# How many (real) solutions do the equation abs(x-1) = x^2 + 1 have?

## 0 1 2 3 4

May 17, 2018

3. $2$

#### Explanation:

Given:

$\left\mid x - 1 \right\mid = {x}^{2} + 1$

Trying a few small values, we can find solutions:

$\left\mid \left(\textcolor{b l u e}{0}\right) - 1 \right\mid = 1 = {\left(\textcolor{b l u e}{0}\right)}^{2} + 1$

$\left\mid \left(\textcolor{b l u e}{- 1}\right) - 1 \right\mid = 2 = {\left(\textcolor{b l u e}{- 1}\right)}^{2} + 1$

So it looks like there are $2$ solutions.

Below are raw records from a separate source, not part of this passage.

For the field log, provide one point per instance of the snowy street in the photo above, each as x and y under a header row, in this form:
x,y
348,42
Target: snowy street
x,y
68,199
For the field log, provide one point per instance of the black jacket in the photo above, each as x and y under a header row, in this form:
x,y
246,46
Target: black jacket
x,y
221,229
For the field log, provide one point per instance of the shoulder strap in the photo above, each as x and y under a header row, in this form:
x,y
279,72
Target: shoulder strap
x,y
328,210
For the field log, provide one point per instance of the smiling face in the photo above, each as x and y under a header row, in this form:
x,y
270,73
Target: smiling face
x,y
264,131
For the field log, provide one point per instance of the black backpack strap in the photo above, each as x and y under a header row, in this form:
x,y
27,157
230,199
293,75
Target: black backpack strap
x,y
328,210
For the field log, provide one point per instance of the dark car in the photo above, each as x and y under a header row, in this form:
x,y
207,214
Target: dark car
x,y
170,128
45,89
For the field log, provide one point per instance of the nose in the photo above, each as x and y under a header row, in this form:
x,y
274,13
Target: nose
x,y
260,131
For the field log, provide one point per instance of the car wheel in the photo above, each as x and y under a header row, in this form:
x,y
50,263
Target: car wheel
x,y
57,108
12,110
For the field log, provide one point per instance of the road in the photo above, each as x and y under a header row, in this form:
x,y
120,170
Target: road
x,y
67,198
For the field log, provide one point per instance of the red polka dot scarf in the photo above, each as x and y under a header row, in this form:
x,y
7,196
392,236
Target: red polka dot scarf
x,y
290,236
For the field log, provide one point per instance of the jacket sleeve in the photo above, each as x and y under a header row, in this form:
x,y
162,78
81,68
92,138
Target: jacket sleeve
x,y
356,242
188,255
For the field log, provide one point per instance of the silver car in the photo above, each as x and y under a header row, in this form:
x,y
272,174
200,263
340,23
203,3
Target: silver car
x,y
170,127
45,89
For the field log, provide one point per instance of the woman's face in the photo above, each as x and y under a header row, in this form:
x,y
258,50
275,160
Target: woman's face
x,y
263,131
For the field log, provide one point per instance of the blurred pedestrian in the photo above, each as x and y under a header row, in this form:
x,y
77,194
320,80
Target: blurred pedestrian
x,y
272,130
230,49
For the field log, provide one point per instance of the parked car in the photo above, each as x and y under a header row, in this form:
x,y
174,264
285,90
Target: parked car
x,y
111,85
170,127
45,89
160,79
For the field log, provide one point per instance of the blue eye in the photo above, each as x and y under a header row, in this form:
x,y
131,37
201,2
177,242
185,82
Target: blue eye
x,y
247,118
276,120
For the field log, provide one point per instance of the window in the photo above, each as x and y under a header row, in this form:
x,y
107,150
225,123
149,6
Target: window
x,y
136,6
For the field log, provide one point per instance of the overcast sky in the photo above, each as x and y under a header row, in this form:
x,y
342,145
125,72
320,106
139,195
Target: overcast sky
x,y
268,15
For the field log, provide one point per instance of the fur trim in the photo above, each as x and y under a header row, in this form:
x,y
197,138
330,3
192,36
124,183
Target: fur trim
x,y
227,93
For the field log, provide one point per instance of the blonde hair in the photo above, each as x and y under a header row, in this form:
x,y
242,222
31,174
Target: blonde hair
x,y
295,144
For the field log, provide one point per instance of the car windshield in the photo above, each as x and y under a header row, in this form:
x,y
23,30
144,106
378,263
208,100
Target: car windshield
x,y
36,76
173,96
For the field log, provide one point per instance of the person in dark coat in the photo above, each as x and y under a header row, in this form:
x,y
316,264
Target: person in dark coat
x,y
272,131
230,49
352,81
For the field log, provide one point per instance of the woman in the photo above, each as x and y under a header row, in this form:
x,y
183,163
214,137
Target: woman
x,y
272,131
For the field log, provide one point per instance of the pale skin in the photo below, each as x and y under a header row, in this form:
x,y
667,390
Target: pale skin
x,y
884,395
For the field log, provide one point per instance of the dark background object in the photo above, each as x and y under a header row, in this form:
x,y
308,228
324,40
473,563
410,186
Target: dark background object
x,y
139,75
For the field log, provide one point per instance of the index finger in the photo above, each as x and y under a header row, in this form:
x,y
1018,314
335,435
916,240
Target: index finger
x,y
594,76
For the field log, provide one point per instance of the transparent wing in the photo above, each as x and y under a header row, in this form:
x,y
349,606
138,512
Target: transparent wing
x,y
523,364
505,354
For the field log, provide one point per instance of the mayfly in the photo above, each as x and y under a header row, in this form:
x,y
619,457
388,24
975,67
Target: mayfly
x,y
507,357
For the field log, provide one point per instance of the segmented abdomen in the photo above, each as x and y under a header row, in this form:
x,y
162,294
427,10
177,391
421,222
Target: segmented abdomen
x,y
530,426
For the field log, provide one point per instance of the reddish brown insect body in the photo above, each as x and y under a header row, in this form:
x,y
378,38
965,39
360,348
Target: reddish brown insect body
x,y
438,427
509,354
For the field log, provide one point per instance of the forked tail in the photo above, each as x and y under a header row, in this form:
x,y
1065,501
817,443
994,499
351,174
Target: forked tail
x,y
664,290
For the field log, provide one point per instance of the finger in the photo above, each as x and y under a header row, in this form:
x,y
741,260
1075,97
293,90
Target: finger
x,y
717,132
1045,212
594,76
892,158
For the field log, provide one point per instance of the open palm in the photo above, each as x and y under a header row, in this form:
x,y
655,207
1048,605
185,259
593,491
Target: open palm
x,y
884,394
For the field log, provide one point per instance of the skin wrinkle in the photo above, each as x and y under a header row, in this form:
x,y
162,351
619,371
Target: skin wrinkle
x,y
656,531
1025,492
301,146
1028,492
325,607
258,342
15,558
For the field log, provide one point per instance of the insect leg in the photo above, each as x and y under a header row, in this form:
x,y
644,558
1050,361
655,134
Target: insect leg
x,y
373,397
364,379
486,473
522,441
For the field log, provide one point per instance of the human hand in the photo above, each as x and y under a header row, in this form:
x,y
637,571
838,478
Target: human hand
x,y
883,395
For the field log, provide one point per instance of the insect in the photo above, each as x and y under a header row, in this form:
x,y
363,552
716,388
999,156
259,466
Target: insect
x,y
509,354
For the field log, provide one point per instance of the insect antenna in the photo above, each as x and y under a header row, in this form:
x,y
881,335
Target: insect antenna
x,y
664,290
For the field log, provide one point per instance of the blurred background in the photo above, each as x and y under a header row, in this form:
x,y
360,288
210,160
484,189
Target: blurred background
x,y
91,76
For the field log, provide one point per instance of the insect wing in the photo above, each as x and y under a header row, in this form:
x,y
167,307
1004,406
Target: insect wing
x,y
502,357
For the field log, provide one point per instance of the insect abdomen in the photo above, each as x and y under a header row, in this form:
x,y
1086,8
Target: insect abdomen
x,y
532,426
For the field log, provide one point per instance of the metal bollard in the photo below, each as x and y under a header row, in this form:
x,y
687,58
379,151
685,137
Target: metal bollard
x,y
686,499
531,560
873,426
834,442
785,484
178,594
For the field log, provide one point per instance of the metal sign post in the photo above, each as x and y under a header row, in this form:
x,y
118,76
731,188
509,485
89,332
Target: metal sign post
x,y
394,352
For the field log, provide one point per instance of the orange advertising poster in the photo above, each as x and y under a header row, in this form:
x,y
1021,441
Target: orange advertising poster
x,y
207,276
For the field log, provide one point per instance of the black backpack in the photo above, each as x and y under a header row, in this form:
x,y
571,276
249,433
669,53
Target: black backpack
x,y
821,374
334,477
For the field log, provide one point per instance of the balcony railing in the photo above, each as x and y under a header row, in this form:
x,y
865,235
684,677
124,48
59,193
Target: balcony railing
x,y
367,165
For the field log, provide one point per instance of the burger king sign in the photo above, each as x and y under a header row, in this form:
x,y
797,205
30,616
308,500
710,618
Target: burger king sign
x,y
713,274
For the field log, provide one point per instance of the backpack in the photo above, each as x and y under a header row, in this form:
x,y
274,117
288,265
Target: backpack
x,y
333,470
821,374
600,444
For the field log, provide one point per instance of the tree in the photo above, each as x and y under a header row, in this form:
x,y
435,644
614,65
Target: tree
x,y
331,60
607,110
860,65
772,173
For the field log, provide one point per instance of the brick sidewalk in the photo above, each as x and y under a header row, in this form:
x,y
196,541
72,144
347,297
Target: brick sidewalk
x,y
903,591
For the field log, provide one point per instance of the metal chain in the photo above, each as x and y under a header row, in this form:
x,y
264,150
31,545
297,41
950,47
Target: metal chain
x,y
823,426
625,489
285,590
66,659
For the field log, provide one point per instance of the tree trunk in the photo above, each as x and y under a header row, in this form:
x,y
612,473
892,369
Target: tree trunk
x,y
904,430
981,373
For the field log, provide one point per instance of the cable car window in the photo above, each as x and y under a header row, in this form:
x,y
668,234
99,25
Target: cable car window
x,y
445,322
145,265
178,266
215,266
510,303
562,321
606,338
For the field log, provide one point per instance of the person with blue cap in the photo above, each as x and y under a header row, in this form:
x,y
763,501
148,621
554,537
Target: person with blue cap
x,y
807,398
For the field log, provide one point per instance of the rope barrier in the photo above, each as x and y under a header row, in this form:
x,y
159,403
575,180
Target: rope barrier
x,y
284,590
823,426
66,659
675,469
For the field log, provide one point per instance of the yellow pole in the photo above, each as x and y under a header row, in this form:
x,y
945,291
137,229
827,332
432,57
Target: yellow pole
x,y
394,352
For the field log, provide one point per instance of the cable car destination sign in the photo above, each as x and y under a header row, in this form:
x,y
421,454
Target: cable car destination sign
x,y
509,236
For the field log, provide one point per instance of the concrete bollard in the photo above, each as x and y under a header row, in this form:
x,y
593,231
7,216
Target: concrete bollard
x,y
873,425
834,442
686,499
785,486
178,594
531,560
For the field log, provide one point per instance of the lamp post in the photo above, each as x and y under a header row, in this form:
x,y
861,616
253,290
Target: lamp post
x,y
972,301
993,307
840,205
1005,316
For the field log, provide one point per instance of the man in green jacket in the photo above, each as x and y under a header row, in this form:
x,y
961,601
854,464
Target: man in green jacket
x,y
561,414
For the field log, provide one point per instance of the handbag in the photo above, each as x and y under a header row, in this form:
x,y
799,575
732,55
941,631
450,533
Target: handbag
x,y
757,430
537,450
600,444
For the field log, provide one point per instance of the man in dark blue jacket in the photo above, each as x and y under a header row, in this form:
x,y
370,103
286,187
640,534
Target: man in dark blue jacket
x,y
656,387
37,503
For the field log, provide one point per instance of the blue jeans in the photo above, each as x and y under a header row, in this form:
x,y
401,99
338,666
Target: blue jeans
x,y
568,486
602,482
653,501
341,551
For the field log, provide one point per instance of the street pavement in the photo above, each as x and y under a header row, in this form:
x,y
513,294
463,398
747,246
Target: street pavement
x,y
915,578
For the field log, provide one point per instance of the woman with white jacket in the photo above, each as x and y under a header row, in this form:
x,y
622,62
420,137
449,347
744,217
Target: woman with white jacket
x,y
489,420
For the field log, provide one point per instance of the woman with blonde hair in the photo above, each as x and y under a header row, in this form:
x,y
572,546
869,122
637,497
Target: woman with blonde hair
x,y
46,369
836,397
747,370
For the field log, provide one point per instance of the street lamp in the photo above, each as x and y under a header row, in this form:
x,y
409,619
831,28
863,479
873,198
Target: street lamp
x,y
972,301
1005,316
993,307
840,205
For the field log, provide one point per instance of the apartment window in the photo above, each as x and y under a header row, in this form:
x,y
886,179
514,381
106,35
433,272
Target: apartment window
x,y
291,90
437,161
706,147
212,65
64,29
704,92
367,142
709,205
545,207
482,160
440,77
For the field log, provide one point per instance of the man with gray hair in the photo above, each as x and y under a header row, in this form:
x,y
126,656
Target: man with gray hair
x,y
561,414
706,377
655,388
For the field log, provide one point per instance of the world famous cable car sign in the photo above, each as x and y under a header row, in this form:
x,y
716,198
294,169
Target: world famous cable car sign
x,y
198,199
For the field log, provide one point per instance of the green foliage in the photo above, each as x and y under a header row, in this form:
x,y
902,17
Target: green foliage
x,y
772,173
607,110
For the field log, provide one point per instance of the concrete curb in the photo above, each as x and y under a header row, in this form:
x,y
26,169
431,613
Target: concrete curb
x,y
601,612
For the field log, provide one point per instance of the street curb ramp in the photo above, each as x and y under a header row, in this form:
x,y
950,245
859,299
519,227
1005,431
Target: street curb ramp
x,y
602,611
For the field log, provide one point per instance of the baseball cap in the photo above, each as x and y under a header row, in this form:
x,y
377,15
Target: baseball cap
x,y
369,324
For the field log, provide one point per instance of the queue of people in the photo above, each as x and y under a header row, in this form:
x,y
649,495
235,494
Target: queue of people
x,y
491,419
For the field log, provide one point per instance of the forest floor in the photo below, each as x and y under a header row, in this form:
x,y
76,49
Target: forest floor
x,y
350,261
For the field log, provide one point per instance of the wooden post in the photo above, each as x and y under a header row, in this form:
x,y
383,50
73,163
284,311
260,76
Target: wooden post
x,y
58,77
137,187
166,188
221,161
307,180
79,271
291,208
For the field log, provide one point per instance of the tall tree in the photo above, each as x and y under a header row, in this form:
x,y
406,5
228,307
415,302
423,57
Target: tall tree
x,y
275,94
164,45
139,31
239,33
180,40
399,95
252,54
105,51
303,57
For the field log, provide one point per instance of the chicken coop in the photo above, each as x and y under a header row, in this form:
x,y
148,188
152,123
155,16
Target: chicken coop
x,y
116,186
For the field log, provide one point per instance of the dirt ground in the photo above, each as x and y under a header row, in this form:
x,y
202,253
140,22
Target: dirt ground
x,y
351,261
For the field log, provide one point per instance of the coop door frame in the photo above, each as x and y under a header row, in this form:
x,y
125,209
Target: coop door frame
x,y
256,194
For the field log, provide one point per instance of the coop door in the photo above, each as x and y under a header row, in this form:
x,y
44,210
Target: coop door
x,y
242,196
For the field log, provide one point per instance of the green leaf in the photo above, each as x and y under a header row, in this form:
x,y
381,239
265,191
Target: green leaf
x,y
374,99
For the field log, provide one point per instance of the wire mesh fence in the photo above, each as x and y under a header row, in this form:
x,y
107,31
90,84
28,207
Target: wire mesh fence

More formally and to check we have not missed any, let's try squaring the given equation to get (for real values of $x$):

${x}^{2} - 2 x + 1 = {x}^{4} + 2 {x}^{2} + 1$

Then subtracting ${x}^{2} - 2 x + 1$ from both sides we get:

$0 = {x}^{4} + {x}^{2} + 2 x$

$\textcolor{w h i t e}{0} = x \left({x}^{3} + x + 2\right)$

$\textcolor{w h i t e}{0} = x \left(x + 1\right) \left({x}^{2} - x + 2\right)$

The remaining quadratic is always positive as we can see by checking its discriminant or by completing the square:

${x}^{2} - x + 2 = {\left(x - \frac{1}{2}\right)}^{2} + \frac{7}{4}$

So it has no factors with real coefficients.